Segundo Alckmin, seria possível navegar o Tietê entre as Barragens de Pirapora do Bom Jesus e da Penha. Nesse ponto, deve ser construída uma nova eclusa, informou o governador. O projeto executivo está na Assembleia Legislativa.

Coleta. O Projeto Tietê, iniciado em 1992, entrou em sua penúltima fase em 2009. A intenção é que ao fim dessa etapa a coleta de esgoto na Região Metropolitana de São Paulo suba de 84% para 87% e o tratamento, de 70% para 84%. A capital, segundo Alckmin, atingiria o índice de 94% de coleta de resíduos.

Alckmin anunciou na manhã desta terça-feira, 18, a construção de uma tubulação de 2,2 quilômetros para evitar que o esgoto dos coletores cheguem até o Rio Pinheiros.

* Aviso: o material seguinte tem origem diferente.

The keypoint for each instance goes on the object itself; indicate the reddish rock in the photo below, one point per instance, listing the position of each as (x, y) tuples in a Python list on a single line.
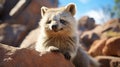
[(86, 23), (14, 57), (11, 33), (97, 47), (87, 38), (105, 61), (112, 47), (115, 63), (30, 39)]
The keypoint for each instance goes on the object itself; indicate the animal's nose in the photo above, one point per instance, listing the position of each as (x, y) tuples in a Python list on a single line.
[(54, 26)]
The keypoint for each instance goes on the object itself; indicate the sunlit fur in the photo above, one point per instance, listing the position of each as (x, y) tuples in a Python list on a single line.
[(65, 39)]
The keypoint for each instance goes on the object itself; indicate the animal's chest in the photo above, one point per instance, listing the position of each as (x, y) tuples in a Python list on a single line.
[(60, 42)]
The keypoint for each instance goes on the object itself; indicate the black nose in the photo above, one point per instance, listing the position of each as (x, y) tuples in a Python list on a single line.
[(54, 26)]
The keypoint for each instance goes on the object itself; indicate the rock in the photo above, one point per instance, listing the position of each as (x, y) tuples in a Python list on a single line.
[(112, 47), (87, 38), (30, 39), (16, 57), (115, 63), (97, 47), (11, 33), (113, 24), (106, 61), (86, 23)]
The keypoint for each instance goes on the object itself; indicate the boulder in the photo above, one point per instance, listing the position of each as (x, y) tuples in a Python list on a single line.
[(97, 47), (16, 57), (31, 39), (115, 63), (11, 33), (86, 23), (112, 47), (107, 61)]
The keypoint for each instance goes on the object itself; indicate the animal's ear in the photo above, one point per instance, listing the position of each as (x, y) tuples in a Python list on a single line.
[(43, 10), (71, 8)]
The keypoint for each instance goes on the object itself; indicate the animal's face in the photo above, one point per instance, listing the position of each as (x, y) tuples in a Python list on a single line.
[(58, 20)]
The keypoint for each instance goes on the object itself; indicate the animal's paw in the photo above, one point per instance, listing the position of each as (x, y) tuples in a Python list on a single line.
[(42, 53), (67, 55)]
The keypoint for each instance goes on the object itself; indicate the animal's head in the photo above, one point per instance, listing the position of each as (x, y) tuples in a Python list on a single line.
[(58, 20)]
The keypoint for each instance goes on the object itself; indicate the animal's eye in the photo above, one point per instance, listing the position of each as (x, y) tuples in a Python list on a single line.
[(62, 21), (48, 22)]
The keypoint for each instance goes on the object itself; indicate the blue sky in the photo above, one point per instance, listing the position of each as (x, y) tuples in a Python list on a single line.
[(91, 8)]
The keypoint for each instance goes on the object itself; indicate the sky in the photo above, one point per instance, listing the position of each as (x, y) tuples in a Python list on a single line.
[(91, 8)]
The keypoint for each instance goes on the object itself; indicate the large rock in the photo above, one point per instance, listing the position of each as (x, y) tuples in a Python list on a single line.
[(100, 31), (86, 23), (107, 61), (11, 33), (31, 39), (16, 57), (97, 47), (87, 38)]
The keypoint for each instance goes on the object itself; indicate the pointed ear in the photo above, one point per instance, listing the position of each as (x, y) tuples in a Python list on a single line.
[(71, 8), (43, 10)]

Trata-se de um interceptor - um tubo de 1,5 metro de diâmetro -, no qual todos os coletores de esgoto de ligações de 80 mil residências dos bairros de Vila Andrade, Panamby e Real Parque vão desembocar.

Desse interceptor, uma ligação de 203 metros de extensão deverá passar por baixo do Rio Pinheiros. Ao chegar à tubulação do outro lado da margem, o esgoto será bombeado para percorrer mais 23 km, até a Estação de Tratamento de Esgoto (ETE) em Barueri, na Grande São Paulo, que terá a capacidade dobrada.

O custo da obra é de R$ 17,8 milhões. O valor de todas as 564 obras da terceira fase que já estão em andamento - 45% do total da etapa - é de US$ 1,8 bilhão. O restante das obras da terceira fase do projeto ainda está em fase de licitação ou elaboração de projeto.

Regular. O governador lembrou também que lançou um programa para contemplar famílias com renda abaixo de três salários mínimos. "Muitas vezes, nós investimos bilhões em rede de esgoto, estações elevatórias, emissários e a pessoa não faz a ligação porque não tem R$ 1.700 para a obra, pedreiro, material etc." Por meio do projeto Se Liga na Rede, o valor será custeado 80% pelo governo do Estado e 20% pela Companhia de Saneamento Básico do Estado de São Paulo (Sabesp).